It has been an odd year.
I started out in January with the intention of blogging regularly but then, around mid- March, I started suffering from bloggers’ cramp, or blogger’s block or whatever.
There has been no lack of material.
If anything I have had too much to blog about – Irish car rental costs, Grand Central Station in New York, Colin Montgomerie, Monty Panesar, the cursed hot weather, the older brother’s disguise (short trousers, dark glasses and a baseball cap), staff reductions (I’m on my own now), the World Cup, and the wife’s poor foot (still encased in an inflatable boot while recovering from an operation).
My sincere apologies are due to the two or three poor souls who try to read the “ranting nappa” on a regular basis. I hereby resolve to try and blog better and to blog more often. I might even try and backtrack on matters such as Grand Central Station.
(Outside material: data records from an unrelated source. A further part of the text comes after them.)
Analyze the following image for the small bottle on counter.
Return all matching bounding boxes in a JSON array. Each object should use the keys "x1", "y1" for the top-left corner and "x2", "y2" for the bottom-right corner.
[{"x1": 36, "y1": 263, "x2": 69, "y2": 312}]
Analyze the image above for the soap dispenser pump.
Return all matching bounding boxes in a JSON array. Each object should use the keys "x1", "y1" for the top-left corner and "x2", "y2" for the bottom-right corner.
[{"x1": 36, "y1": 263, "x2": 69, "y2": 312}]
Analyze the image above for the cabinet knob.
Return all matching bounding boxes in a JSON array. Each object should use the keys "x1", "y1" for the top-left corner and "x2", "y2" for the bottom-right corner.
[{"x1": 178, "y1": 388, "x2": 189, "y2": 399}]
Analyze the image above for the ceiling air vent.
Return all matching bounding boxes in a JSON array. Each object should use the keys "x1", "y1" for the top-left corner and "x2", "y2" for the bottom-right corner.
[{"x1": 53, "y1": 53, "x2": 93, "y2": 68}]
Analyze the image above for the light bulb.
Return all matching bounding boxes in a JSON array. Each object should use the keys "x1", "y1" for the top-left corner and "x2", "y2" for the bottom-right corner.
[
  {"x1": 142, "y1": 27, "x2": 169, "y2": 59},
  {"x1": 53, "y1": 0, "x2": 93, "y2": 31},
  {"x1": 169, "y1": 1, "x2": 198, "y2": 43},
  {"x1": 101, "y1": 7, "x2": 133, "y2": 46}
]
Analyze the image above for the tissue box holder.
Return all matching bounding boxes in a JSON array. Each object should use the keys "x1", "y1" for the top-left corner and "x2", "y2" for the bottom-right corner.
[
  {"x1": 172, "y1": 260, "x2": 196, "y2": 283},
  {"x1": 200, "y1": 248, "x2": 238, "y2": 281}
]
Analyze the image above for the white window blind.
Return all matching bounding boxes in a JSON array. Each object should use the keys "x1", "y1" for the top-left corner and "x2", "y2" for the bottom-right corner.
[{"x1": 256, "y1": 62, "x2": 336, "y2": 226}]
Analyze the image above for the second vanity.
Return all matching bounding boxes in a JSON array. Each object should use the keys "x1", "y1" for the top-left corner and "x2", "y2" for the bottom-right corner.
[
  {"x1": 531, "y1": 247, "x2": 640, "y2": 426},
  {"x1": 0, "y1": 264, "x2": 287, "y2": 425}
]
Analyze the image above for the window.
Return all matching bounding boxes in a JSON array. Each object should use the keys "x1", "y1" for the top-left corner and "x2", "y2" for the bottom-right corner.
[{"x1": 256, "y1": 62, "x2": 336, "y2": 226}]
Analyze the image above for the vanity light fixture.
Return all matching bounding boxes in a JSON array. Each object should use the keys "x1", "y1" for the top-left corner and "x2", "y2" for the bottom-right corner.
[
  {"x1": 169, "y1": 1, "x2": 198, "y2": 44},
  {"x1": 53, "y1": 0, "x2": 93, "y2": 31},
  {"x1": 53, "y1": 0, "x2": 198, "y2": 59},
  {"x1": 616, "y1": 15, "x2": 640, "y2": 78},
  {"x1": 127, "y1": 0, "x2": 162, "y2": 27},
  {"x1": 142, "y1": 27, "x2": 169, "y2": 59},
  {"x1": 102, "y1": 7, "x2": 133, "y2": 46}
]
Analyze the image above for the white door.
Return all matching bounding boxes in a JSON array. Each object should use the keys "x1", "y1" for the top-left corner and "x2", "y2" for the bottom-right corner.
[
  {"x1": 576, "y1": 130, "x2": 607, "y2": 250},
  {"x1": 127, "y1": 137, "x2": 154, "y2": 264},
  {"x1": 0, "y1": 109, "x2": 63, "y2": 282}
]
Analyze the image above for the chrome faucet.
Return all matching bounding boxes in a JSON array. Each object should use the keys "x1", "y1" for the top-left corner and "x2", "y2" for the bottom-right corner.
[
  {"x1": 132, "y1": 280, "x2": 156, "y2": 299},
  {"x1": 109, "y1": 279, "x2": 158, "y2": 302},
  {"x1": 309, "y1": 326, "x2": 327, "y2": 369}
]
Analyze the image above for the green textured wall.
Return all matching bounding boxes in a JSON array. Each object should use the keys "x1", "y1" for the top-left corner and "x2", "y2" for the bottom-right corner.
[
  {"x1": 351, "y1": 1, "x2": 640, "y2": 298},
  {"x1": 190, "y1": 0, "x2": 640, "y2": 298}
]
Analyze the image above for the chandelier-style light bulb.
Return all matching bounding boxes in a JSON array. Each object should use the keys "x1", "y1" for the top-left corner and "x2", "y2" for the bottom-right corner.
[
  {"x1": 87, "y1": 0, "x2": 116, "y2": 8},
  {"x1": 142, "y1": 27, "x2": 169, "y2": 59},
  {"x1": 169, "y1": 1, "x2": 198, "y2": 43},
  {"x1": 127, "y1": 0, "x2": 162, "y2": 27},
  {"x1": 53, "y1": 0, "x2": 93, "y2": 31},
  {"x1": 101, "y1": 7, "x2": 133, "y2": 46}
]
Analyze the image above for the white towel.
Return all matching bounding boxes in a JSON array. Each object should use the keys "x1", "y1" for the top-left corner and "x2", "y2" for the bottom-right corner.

But for the moment my theme is “neglect”. While the blog hasn’t suffered unduly in my absence (it is much as I left it), other things do get altered by neglect. My hair, for instance, became like thick thatch this summer and needed emergency treatment as I was wilting in the hot sunshine.
The house in France got neglected as well. For about eight weeks we left the ancient edifice untended and unvisited until last weekend, when we finally managed to cross the channel again. The “blue paint” operation (see passim) is half complete (how did blue paint get onto a lavatory seat?), but masking tape had become embedded on the window panes. The handsome vine which grows along the front of the house was another matter altogether. Like some sort of Triffid the hot weather had caused the vine to try and engulf the building altogether (see photo above). Certainly there were many grapes, but none were of the eating or drinking variety.
Rather than relaxing, the weekend was spent pruning vegetation, collecting up more than one hundred arachnids of one sort or another from inside the house and creating a rather impressive bonfire. By the time we left on Monday morning the house looked a little bit more respectable.
Fortunately blogs don't require this degree of maintenance, but I'll try and improve on the regularity my postings in future.